Malgré ces nouvelles perspectives judiciaires, le conflit demeure confronté à une impasse politique. Non seulement l’opération « Bordure protectrice » s’inscrit dans une longue et triste lignée, mais elle traduit le déficit de volontarisme pour arriver à un accord global.Le cycle de la violence et de la passion vengeresse prime sur toute démarche nécessaire vers un accord global. Résultat, cette énième opération n’échappe pas à la loi du genre. Les avocats inconditionnels de l’Etat israélien se plaisent à souligner qu’il représente l’ « unique démocratie de la région », argument d’autorité ignorant toute contradiction ontologique entre les valeurs de l’Etat de droit démocratique et le recours illégal et illégitime à la force, à l’occupation, à la colonisation et à des pratiques discriminatoires relevant de la logique de l’apartheid. Cette nouvelle vague de violences a de profondes racines et s’inscrit dans un contexte qu’il convient de ne pas méconnaître. Gaza est une prison à ciel ouvert d’une densité démographique parmi les plus élevées, soumise à un blocus israélo-égyptien synonyme de crise humanitaire permanente. A cela s’ajoute l’absence de perspectives politiques : l’impasse qu’incarne le Hamas n’a d’égale que l’incapacité du gouvernement israélien à mener des négociations de paix ouvrant la voie à la création d’un Etat palestinien viable. L’échec du dernier cycle de négociations relève, aux dires mêmes du secrétaire d’Etat américain John Kerry, de la responsabilité d’un gouvernement israélien qui n’a de cesse d’humilier le président de l’Autorité palestinienne, Mahmoud Abbas, qui a pourtant abandonné la voie de la lutte armée pour mieux s’appuyer sur les instruments de la diplomatie et du droit international.

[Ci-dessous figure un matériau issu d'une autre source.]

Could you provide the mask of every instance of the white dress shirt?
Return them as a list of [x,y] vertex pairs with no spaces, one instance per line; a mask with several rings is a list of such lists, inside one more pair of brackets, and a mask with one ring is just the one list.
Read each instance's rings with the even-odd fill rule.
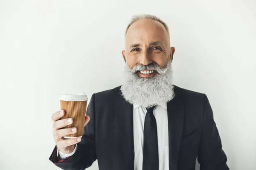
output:
[[[133,105],[133,129],[134,146],[134,170],[142,170],[143,161],[143,130],[147,110],[144,107],[137,105]],[[169,170],[169,150],[168,136],[168,120],[167,103],[160,103],[156,106],[153,114],[157,121],[159,170]],[[58,151],[57,156],[61,159],[73,155],[77,149],[76,145],[73,152],[66,154]]]

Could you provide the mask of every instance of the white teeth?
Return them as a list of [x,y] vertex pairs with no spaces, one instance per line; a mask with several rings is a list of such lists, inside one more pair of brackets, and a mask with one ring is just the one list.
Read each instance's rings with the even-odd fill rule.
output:
[[141,73],[144,74],[150,74],[154,73],[154,70],[148,70],[147,71],[140,71]]

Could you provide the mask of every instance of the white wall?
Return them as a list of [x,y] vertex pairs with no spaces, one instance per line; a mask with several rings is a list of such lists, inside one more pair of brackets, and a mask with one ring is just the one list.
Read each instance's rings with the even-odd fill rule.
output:
[[140,13],[168,25],[174,83],[207,95],[230,169],[256,170],[256,2],[242,0],[0,0],[0,169],[58,169],[48,159],[60,94],[121,84]]

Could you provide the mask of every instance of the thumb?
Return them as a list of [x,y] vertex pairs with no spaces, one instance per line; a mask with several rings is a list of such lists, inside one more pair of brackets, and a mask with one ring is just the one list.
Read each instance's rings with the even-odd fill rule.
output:
[[85,125],[87,125],[89,121],[90,121],[90,118],[89,116],[85,116],[85,120],[84,120],[84,127],[85,126]]

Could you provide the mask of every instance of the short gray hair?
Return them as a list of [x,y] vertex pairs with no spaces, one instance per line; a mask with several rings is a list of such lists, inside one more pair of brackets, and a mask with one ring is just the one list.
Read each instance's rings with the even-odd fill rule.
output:
[[164,27],[166,28],[166,31],[167,31],[168,34],[169,34],[169,28],[168,28],[168,26],[167,26],[167,24],[164,22],[163,22],[161,19],[160,19],[160,18],[158,18],[156,16],[151,15],[150,14],[140,14],[133,15],[133,17],[131,20],[131,22],[129,23],[129,25],[128,25],[128,26],[127,26],[126,29],[125,30],[125,36],[126,35],[127,30],[128,30],[128,28],[129,28],[129,27],[130,27],[131,24],[132,24],[136,21],[143,20],[155,20],[156,21],[158,21],[163,25]]

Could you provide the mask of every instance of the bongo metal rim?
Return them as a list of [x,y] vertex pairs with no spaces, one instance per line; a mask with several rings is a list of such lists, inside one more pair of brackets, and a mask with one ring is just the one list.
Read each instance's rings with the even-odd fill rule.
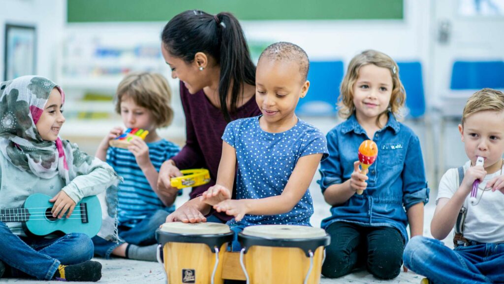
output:
[[272,239],[246,235],[241,232],[238,233],[238,241],[246,253],[251,247],[273,247],[275,248],[298,248],[301,249],[306,256],[309,257],[309,253],[315,252],[320,247],[327,247],[331,244],[331,236],[303,239]]
[[231,231],[222,234],[188,234],[170,233],[156,229],[156,240],[158,244],[164,246],[166,243],[186,243],[191,244],[204,244],[208,246],[210,251],[215,253],[214,248],[220,248],[225,243],[233,241],[234,233]]

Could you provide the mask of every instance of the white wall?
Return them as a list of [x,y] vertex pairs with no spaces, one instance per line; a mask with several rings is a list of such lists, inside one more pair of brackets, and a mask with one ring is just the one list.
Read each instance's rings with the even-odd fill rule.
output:
[[425,74],[429,68],[429,44],[432,40],[430,1],[404,0],[404,3],[401,20],[241,22],[247,38],[294,42],[311,59],[342,59],[346,68],[356,54],[374,49],[396,60],[419,60]]
[[4,79],[5,25],[35,26],[37,75],[53,78],[67,20],[64,0],[0,0],[0,78]]

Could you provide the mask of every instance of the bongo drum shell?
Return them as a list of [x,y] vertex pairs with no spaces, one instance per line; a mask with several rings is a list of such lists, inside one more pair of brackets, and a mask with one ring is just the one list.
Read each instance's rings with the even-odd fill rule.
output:
[[330,243],[323,229],[290,225],[251,226],[238,238],[244,248],[244,263],[251,283],[302,283],[308,273],[306,283],[320,281],[324,247]]

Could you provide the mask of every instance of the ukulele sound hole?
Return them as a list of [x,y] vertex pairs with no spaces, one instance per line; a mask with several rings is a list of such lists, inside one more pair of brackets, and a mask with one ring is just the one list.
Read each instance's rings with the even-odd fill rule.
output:
[[51,213],[51,209],[52,208],[47,208],[45,209],[45,217],[51,221],[55,221],[58,219],[57,217],[52,217],[52,213]]

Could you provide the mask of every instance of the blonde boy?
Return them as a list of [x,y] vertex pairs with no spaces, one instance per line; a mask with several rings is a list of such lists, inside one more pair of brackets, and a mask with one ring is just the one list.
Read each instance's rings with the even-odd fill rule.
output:
[[[474,93],[459,130],[469,160],[442,178],[430,224],[435,239],[412,238],[404,251],[404,265],[434,283],[502,283],[504,94],[490,88]],[[477,157],[484,159],[483,166],[474,165]],[[471,203],[469,196],[476,179],[477,197]],[[461,234],[456,235],[452,250],[439,240],[456,224]]]

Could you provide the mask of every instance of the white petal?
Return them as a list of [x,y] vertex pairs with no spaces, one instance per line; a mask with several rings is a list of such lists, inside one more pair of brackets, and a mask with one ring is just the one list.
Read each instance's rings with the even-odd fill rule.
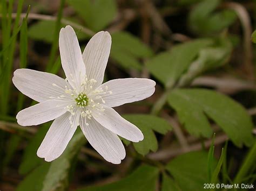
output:
[[36,125],[53,120],[66,111],[64,108],[69,101],[50,100],[19,111],[17,114],[18,123],[22,126]]
[[69,121],[70,113],[67,112],[56,119],[41,143],[37,154],[40,158],[44,158],[46,161],[51,161],[62,154],[77,129],[79,115],[72,116],[74,126],[71,127]]
[[81,79],[85,75],[85,66],[74,30],[69,25],[59,32],[59,52],[62,67],[69,83],[74,88],[80,88]]
[[[15,70],[12,82],[23,94],[38,102],[63,95],[66,84],[64,79],[56,75],[29,69]],[[59,87],[53,86],[53,83]]]
[[132,123],[122,117],[113,109],[105,106],[105,111],[93,112],[93,117],[104,128],[133,142],[143,140],[142,131]]
[[108,32],[100,31],[90,40],[83,53],[87,76],[97,81],[96,87],[103,81],[111,47],[111,36]]
[[150,97],[154,92],[156,82],[147,79],[126,78],[109,81],[99,88],[105,89],[106,86],[112,94],[102,96],[104,104],[114,107]]
[[125,157],[125,150],[120,139],[110,131],[102,126],[94,119],[85,125],[84,118],[80,123],[81,129],[92,146],[106,161],[120,164]]

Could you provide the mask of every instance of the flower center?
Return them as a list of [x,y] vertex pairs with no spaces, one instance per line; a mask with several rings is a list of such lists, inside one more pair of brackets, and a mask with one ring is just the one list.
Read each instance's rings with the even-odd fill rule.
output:
[[77,102],[77,105],[80,108],[84,108],[88,104],[88,97],[86,96],[86,95],[83,93],[79,94],[75,100]]

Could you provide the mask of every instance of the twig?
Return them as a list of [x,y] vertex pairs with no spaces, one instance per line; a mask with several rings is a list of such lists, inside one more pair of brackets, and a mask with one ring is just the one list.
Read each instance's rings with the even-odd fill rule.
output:
[[191,86],[213,87],[219,91],[226,94],[232,94],[238,91],[246,89],[256,89],[256,86],[250,81],[229,77],[199,77],[194,80]]
[[[11,14],[11,17],[12,18],[15,18],[16,17],[17,13],[13,13]],[[25,18],[26,16],[26,13],[21,14],[21,18]],[[0,17],[2,17],[2,15],[0,14]],[[36,13],[30,13],[28,17],[29,19],[37,19],[37,20],[57,20],[57,17],[52,16],[50,15],[41,15],[41,14],[36,14]],[[76,28],[78,30],[81,30],[81,31],[84,32],[85,34],[87,34],[90,36],[93,36],[95,33],[90,30],[90,29],[83,26],[82,25],[79,25],[79,24],[75,23],[70,20],[62,19],[60,20],[62,23],[65,25],[69,25],[73,26],[75,28]]]
[[181,146],[183,151],[184,152],[188,151],[189,150],[188,144],[187,144],[186,137],[183,135],[180,126],[177,121],[165,112],[162,112],[162,116],[168,122],[169,122],[173,128],[173,132],[177,138],[179,144]]
[[[215,137],[214,140],[214,145],[220,144],[225,142],[228,139],[227,136],[224,134],[219,135]],[[208,148],[211,144],[211,139],[207,140],[204,142],[204,145],[206,147]],[[198,151],[202,148],[202,144],[201,143],[198,143],[189,147],[189,151]],[[147,157],[149,158],[152,160],[167,160],[177,155],[184,153],[187,151],[184,151],[181,150],[179,147],[173,148],[164,148],[156,153],[152,153],[149,154]]]
[[223,5],[233,10],[238,16],[244,30],[244,53],[245,55],[245,67],[250,79],[254,79],[253,65],[252,62],[252,46],[251,35],[252,33],[249,13],[240,4],[234,2],[225,2]]
[[98,153],[88,148],[86,148],[85,147],[82,147],[81,148],[81,152],[82,152],[83,153],[85,154],[88,154],[90,155],[91,157],[95,158],[97,159],[99,159],[99,160],[105,161],[104,159],[102,157],[100,157],[100,155],[99,154],[98,154]]

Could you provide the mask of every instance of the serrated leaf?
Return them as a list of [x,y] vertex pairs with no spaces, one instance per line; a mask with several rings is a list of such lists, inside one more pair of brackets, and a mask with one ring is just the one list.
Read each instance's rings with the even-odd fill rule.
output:
[[256,30],[252,34],[252,41],[253,43],[256,43]]
[[[62,24],[61,26],[64,27],[65,25]],[[51,43],[53,40],[55,29],[55,21],[41,20],[29,27],[28,34],[33,39]],[[79,40],[83,40],[89,37],[88,35],[79,30],[76,29],[74,30]]]
[[78,191],[154,191],[159,169],[143,165],[123,179],[103,186],[92,186],[79,189]]
[[237,146],[249,146],[253,143],[250,116],[242,105],[224,95],[203,89],[179,89],[170,93],[168,102],[192,135],[211,136],[205,113]]
[[204,0],[192,10],[188,20],[194,32],[201,35],[218,32],[235,20],[237,15],[233,10],[214,12],[220,3],[220,0]]
[[51,162],[43,182],[42,190],[64,190],[68,185],[68,177],[75,155],[86,142],[84,134],[77,130],[64,153]]
[[50,124],[45,124],[39,128],[38,131],[30,140],[25,149],[22,163],[19,167],[19,173],[25,174],[44,162],[44,160],[37,157],[36,152],[41,144],[49,128]]
[[[217,161],[213,162],[216,166]],[[207,182],[207,153],[196,151],[177,157],[167,165],[166,169],[182,190],[204,190]]]
[[111,36],[111,56],[125,69],[140,70],[142,65],[139,59],[149,58],[153,55],[148,46],[131,34],[117,32]]
[[158,117],[143,114],[124,115],[123,117],[136,125],[143,133],[144,138],[142,141],[133,143],[135,150],[143,155],[150,150],[156,151],[158,147],[153,130],[164,135],[172,129],[172,126],[167,121]]
[[231,56],[232,48],[228,39],[220,39],[218,46],[201,49],[198,57],[191,63],[187,71],[179,79],[179,86],[189,84],[204,72],[217,68],[227,63]]
[[84,19],[90,29],[103,29],[114,18],[117,5],[114,0],[68,0],[68,3]]
[[165,86],[173,84],[202,48],[213,43],[210,39],[195,40],[174,46],[146,62],[150,73]]

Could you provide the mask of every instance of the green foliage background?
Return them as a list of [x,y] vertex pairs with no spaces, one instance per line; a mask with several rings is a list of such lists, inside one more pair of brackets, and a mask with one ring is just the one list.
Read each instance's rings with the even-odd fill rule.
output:
[[[1,0],[0,190],[189,191],[254,183],[255,8],[250,0]],[[63,76],[58,42],[66,25],[83,49],[97,32],[110,32],[105,80],[157,82],[151,97],[116,108],[144,135],[139,143],[122,139],[120,165],[104,161],[79,129],[59,158],[45,162],[36,151],[51,123],[17,124],[17,112],[35,102],[15,88],[13,72]]]

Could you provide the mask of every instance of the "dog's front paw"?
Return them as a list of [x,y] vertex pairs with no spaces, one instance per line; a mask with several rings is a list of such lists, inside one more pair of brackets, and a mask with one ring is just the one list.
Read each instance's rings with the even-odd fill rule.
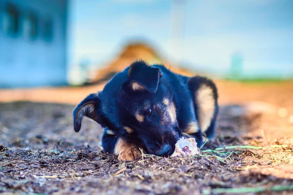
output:
[[138,147],[122,138],[118,139],[116,143],[114,153],[118,156],[118,160],[121,161],[133,160],[141,155]]
[[118,155],[118,160],[130,161],[135,160],[141,156],[141,152],[135,147],[129,148],[120,151]]

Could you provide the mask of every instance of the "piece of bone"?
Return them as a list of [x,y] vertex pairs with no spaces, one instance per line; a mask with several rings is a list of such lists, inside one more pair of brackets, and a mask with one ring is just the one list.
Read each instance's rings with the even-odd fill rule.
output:
[[194,138],[181,138],[175,144],[175,151],[171,155],[173,156],[190,156],[199,155],[196,141]]

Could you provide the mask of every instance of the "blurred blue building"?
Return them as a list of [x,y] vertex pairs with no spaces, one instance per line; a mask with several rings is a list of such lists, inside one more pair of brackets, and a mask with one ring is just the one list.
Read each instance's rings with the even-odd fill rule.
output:
[[0,0],[0,87],[66,84],[66,0]]

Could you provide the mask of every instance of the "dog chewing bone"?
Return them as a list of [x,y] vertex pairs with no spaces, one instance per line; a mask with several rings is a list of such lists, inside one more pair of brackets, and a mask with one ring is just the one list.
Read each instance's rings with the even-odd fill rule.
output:
[[198,148],[194,138],[181,138],[175,145],[175,151],[171,155],[173,156],[190,156],[199,155]]

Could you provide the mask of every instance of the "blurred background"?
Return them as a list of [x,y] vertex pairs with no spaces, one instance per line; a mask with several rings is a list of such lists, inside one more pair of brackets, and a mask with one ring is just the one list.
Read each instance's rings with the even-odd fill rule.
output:
[[1,0],[0,87],[96,83],[138,58],[291,79],[293,10],[291,0]]

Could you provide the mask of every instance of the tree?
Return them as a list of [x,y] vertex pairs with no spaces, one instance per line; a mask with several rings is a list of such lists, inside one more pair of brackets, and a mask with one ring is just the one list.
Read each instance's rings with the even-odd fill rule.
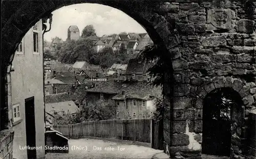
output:
[[82,31],[82,37],[87,37],[90,36],[95,36],[96,35],[95,29],[93,27],[93,25],[87,26]]

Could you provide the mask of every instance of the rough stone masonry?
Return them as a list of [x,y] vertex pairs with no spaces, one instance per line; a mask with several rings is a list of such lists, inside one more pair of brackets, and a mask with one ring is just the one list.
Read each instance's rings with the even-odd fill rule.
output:
[[[232,121],[230,157],[255,156],[255,139],[250,136],[256,132],[248,131],[256,106],[256,3],[247,3],[166,2],[159,8],[167,21],[175,19],[181,39],[170,51],[172,98],[166,96],[169,87],[165,89],[166,103],[171,101],[164,119],[165,147],[173,157],[200,157],[204,98],[225,87],[239,93],[245,111]],[[248,140],[253,144],[246,144]]]
[[200,157],[204,99],[216,88],[229,87],[239,93],[243,102],[241,118],[232,121],[230,157],[255,157],[256,3],[189,2],[2,1],[1,128],[8,128],[8,121],[4,75],[22,37],[54,10],[95,3],[131,16],[144,27],[155,44],[162,44],[170,55],[174,72],[166,73],[164,84],[168,105],[164,124],[166,153]]

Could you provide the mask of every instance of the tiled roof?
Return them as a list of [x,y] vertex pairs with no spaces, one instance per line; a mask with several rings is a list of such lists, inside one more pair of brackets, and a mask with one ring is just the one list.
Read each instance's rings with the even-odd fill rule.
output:
[[59,83],[59,84],[64,84],[61,81],[59,80],[58,79],[48,79],[47,80],[45,80],[45,83],[47,84],[48,83],[48,82],[50,83]]
[[57,103],[68,101],[71,100],[67,93],[52,94],[45,96],[46,103]]
[[113,47],[119,47],[121,45],[121,42],[116,42],[113,45]]
[[110,67],[109,70],[117,70],[120,69],[123,71],[125,71],[127,68],[127,64],[117,64],[114,63],[111,67]]
[[46,111],[53,115],[54,112],[61,112],[63,111],[66,114],[77,112],[79,108],[75,103],[72,101],[47,103],[45,104]]
[[55,79],[61,81],[63,83],[65,84],[75,84],[76,82],[76,78],[75,76],[69,76],[69,77],[61,77],[58,76],[55,77]]
[[[144,82],[125,82],[116,81],[101,82],[95,84],[93,88],[87,90],[87,92],[97,92],[120,94],[125,92],[127,98],[148,99],[151,96],[161,96],[162,88],[153,87]],[[116,97],[118,97],[117,96]]]
[[79,30],[77,26],[70,26],[68,30],[72,32],[79,32]]
[[85,38],[86,39],[89,39],[92,41],[98,41],[100,39],[98,37],[97,37],[97,36],[95,36],[95,35],[89,36],[88,37],[87,37]]
[[129,40],[129,38],[128,38],[128,37],[127,37],[127,35],[119,34],[119,37],[120,37],[120,38],[121,39],[121,40],[126,41],[126,40]]
[[89,63],[86,61],[76,61],[72,67],[75,69],[81,69],[85,64]]
[[134,45],[136,43],[136,41],[129,41],[128,42],[128,43],[127,44],[127,48],[133,48],[134,47]]
[[[83,71],[87,76],[88,76],[89,78],[102,78],[104,77],[105,76],[101,72],[99,72],[96,70],[82,70],[81,71]],[[98,77],[96,77],[97,74],[98,74]]]
[[95,45],[96,45],[96,46],[104,46],[105,44],[101,40],[99,40],[99,41],[97,41],[97,42],[95,43]]

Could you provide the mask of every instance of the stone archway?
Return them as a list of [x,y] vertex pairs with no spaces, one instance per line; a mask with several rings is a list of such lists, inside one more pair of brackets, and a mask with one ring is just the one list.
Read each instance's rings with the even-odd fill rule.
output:
[[[187,149],[187,145],[194,142],[189,140],[191,131],[199,136],[202,132],[202,97],[209,90],[220,85],[223,87],[221,83],[239,92],[245,108],[248,108],[246,116],[246,110],[252,109],[256,99],[253,90],[256,76],[254,2],[3,0],[1,106],[5,106],[0,115],[4,117],[1,121],[2,128],[8,127],[8,120],[4,75],[23,36],[40,18],[53,10],[82,3],[108,5],[122,11],[145,28],[155,44],[166,49],[164,58],[173,69],[173,72],[166,73],[163,81],[164,101],[168,105],[164,121],[164,147],[168,154],[182,152],[186,157],[195,150],[190,146]],[[209,79],[212,80],[206,84]],[[187,121],[190,121],[189,124]],[[241,131],[244,129],[246,128]],[[234,152],[241,153],[237,146],[233,147]],[[256,146],[252,150],[256,152]]]
[[242,127],[244,106],[239,94],[229,87],[216,88],[204,99],[202,153],[230,155],[232,136]]

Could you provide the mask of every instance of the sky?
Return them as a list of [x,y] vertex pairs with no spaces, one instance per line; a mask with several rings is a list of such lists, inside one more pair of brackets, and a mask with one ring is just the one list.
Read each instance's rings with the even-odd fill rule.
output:
[[107,6],[77,4],[62,7],[52,13],[52,28],[44,36],[44,39],[48,41],[56,36],[65,41],[68,37],[68,29],[72,25],[78,27],[80,35],[82,29],[89,25],[93,25],[98,36],[122,32],[146,32],[132,17],[119,10]]

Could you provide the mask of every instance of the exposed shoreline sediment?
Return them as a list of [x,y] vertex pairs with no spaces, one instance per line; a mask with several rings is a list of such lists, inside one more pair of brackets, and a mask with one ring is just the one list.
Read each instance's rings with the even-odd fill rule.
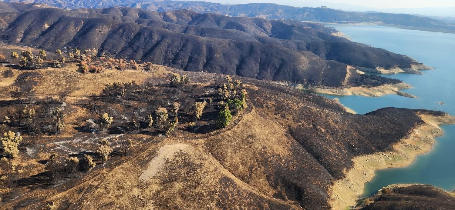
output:
[[[348,88],[326,88],[325,87],[316,88],[314,92],[324,94],[328,94],[335,95],[358,95],[364,96],[379,97],[387,94],[396,94],[410,98],[418,98],[418,97],[399,91],[400,89],[407,89],[412,87],[410,85],[404,83],[394,84],[386,84],[377,87],[353,87]],[[297,88],[303,89],[303,87]]]
[[399,67],[397,66],[393,68],[386,69],[383,67],[376,68],[366,68],[362,66],[354,66],[354,67],[362,71],[366,72],[376,73],[381,74],[394,74],[399,73],[407,73],[409,74],[415,74],[417,75],[424,74],[420,70],[430,70],[435,69],[434,68],[425,65],[423,64],[416,62],[411,64],[410,68]]
[[425,123],[394,144],[392,150],[362,155],[353,160],[353,167],[346,171],[345,177],[334,182],[332,186],[329,202],[333,209],[355,206],[356,200],[362,195],[364,184],[373,179],[375,170],[410,164],[416,155],[430,150],[435,137],[444,135],[438,125],[455,124],[455,117],[449,115],[422,115],[420,117]]

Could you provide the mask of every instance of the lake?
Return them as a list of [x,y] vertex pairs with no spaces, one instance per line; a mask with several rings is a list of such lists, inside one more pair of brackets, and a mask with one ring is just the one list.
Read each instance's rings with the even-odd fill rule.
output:
[[[435,68],[425,75],[399,73],[382,76],[401,80],[413,85],[402,91],[419,97],[395,95],[379,97],[320,94],[340,102],[363,114],[389,106],[444,111],[455,115],[455,34],[409,30],[375,25],[327,25],[353,41],[367,44],[409,56]],[[440,105],[439,102],[444,102]],[[417,155],[409,166],[378,170],[365,185],[364,195],[371,195],[381,187],[393,184],[421,183],[447,191],[455,189],[455,125],[442,125],[445,135],[435,138],[431,150]]]

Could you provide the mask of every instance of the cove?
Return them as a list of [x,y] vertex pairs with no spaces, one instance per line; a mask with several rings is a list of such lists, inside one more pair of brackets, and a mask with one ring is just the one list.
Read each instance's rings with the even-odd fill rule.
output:
[[[338,96],[340,102],[359,114],[386,107],[425,109],[455,115],[455,34],[368,25],[327,25],[353,41],[409,56],[434,67],[425,75],[399,73],[381,76],[401,80],[413,87],[402,90],[416,95],[413,99],[395,95],[379,97]],[[441,105],[440,102],[443,102]],[[428,184],[451,191],[455,189],[455,125],[442,125],[444,135],[435,138],[431,150],[417,155],[410,165],[378,170],[365,183],[363,195],[369,196],[393,184]]]

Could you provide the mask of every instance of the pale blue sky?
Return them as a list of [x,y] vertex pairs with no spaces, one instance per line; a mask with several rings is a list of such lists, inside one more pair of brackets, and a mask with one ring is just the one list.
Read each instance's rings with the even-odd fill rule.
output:
[[[376,8],[455,7],[455,0],[325,0]],[[298,1],[297,0],[296,1]]]

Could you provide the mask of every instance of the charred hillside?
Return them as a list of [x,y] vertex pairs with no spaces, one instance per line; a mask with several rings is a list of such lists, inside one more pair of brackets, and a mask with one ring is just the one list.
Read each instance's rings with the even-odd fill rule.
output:
[[[155,70],[142,71],[129,64],[120,70],[101,60],[93,63],[105,71],[83,73],[71,62],[60,68],[0,68],[0,75],[10,83],[0,87],[5,108],[0,114],[15,116],[27,105],[25,109],[37,110],[37,121],[46,134],[31,155],[20,153],[11,159],[26,163],[18,167],[33,170],[22,175],[17,195],[29,193],[7,199],[6,209],[41,209],[50,200],[68,209],[330,209],[331,188],[352,168],[353,158],[392,149],[424,123],[420,115],[445,115],[393,108],[354,115],[321,96],[233,77],[248,91],[248,106],[235,111],[228,126],[219,128],[215,124],[217,103],[222,99],[216,93],[227,81],[224,75],[157,65]],[[187,74],[191,82],[172,85],[173,72]],[[107,84],[131,78],[137,86],[129,96],[109,97],[102,90]],[[21,104],[8,95],[25,85],[35,90],[37,102]],[[41,110],[49,105],[49,96],[62,90],[68,93],[63,99],[66,128],[55,133],[55,128],[46,126],[45,120],[51,117]],[[195,117],[191,105],[204,100],[212,102],[191,129]],[[62,104],[51,101],[52,109]],[[147,115],[155,117],[150,113],[159,107],[171,110],[174,102],[182,106],[170,116],[177,116],[178,124],[166,137],[159,135],[157,127],[142,123]],[[94,124],[105,111],[114,120],[107,128],[97,128]],[[21,132],[24,142],[32,142],[33,136],[22,125],[27,121],[11,119],[8,129]],[[141,123],[133,127],[133,120]],[[127,156],[115,147],[103,164],[95,151],[96,141],[103,139],[113,147],[127,139],[135,145]],[[61,178],[59,185],[49,187],[51,175],[41,163],[49,151],[81,160],[89,154],[96,164],[91,171],[76,171],[77,176]]]
[[[455,197],[429,185],[387,187],[369,199],[364,210],[395,209],[453,209]],[[403,202],[405,200],[405,202]]]
[[[5,1],[30,2],[30,0],[5,0]],[[455,30],[455,26],[447,22],[408,14],[350,12],[325,7],[300,8],[277,4],[259,3],[228,5],[206,1],[147,0],[34,0],[31,2],[67,9],[121,6],[160,12],[190,10],[199,13],[217,13],[229,16],[259,17],[271,20],[288,19],[340,23],[381,22],[397,25],[441,29],[452,33]]]
[[[100,54],[117,58],[259,79],[307,81],[335,87],[377,85],[399,81],[360,75],[347,70],[346,65],[386,68],[392,64],[410,66],[415,63],[403,55],[333,36],[320,26],[312,29],[259,18],[119,8],[45,9],[1,16],[0,34],[10,43],[48,50],[95,47]],[[283,31],[293,35],[283,37]],[[288,38],[295,40],[283,39]],[[335,52],[339,50],[332,45],[349,50],[358,48],[361,55],[354,51]],[[327,57],[331,55],[346,61],[342,63]]]

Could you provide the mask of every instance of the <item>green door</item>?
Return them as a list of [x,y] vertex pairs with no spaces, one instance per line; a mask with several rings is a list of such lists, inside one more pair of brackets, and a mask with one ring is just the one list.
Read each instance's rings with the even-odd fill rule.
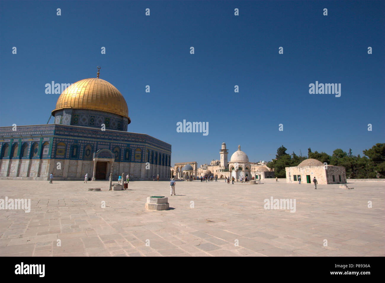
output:
[[306,175],[306,181],[307,182],[308,184],[310,184],[311,182],[310,182],[310,175]]

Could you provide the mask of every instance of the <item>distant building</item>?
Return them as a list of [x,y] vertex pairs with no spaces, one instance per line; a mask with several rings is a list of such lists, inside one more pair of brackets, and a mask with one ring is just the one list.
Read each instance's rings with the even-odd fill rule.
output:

Alors que l’ancienne Première ministre, Golda Meir, niait l’existence de tout peuple palestinien, l’actuel gouvernement israélien fait perdurer ce déni : sa politique qui conjugue occupation et colonisation exclut de facto la création d’un Etat palestinien viable, souverain et indépendant. L’impasse est donc d’ordre politique, purement politique.